Part 1 - The Dire Consequences of Austerity Measures in Marketing: Lessons from the School of Hard Knocks

2 min read

A 3-part look at the marketing options open to business leaders battling a downturn.

Part 1: The Dire Consequences of Austerity Measures in Marketing: Lessons from the School of Hard Knocks

Dear esteemed board members, it is with a wry smile and a heavy heart that I pen this missive, reflecting upon the unfortunate and all too common sight of companies that, in times of economic downturn, opt for the misguided strategy of cutting back on marketing spend. It's akin to deciding to cease watering a plant in a drought, hoping it will miraculously bloom when the sun finally shines.

Firstly, let's turn to the tale of Coca-Cola in the 1980s. They had maintained a dominant market position for years, but then made the catastrophic decision to cut back on marketing during an economic recession. The result? They lost significant ground to their competitors, notably Pepsi, who capitalised on Coca-Cola's retreat and invested in a persistent and aggressive marketing campaign1. It was a stark reminder that in business, as in nature, the absence of one species allows another to flourish.

And, for a more recent example, let's consider Nokia. Back in the early 2000s, Nokia was the king of mobile technology. But during the 2008 recession, Nokia decided to reduce their marketing and R&D expenditure2. In the vacuum they created, Apple introduced the iPhone, and Google launched Android. We all know how that story ended: Nokia is now a footnote in the annals of mobile technology history, while Apple and Google share the spoils of the smartphone market.

These cutbacks may look like smart short-term decisions to your CFO, creating an ephemeral boost to the bottom line. But it is in these perilous moments when companies should be galvanising their marketing strategies, not diluting them. By restricting marketing spend, you effectively turn off the life support for brand recognition, competitive positioning, and customer loyalty.

It is a little like our colleagues in IT deciding to save money by skipping the latest software updates, only to find themselves blindsided by a devastating cyber-attack. Or perhaps it is similar to our friends in Operations reducing quality control in order to cut costs, then facing an onslaught of product returns and negative reviews.

Decisions like these, dear board members, are akin to shooting ourselves in the foot, then wondering why we're limping.

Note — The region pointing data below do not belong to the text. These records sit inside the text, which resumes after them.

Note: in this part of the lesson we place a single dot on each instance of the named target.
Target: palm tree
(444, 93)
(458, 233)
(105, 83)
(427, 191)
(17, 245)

Indeed, such actions display a startling lack of foresight, akin to a sailor deciding to jettison his compass and map overboard in a storm to make the ship lighter.

However, this trend of shrinking marketing budgets in hard times is not a necessary evil; it's a choice. A choice demonstrating a lack of bravery, leadership, and, dare I say it, imagination. History has proven time and time again that it is during these downturns that the most innovative and audacious marketing campaigns are born, and where market share is won or lost.

So, the next time the economic waters get choppy, instead of shrinking into a shell, let's rise to the challenge. Let's demonstrate the leadership that each one of us, in our respective positions, is capable of, and stand tall against the storm. The risks are great, but so are the potential rewards. After all, it is through adversity, not comfort, that greatness is achieved.


  1. J. Scott Armstrong and Kesten C. Green. "Competitor-oriented Objectives: The Myth of Market Share". International Journal of Business. 12 (1), 2007.

  2. Timo Vuori and Quy Huy. "Distributed Attention and Shared Emotions in the Innovation Process: How Nokia Lost the Smartphone Battle". Administrative Science Quarterly. 61 (1), 2016.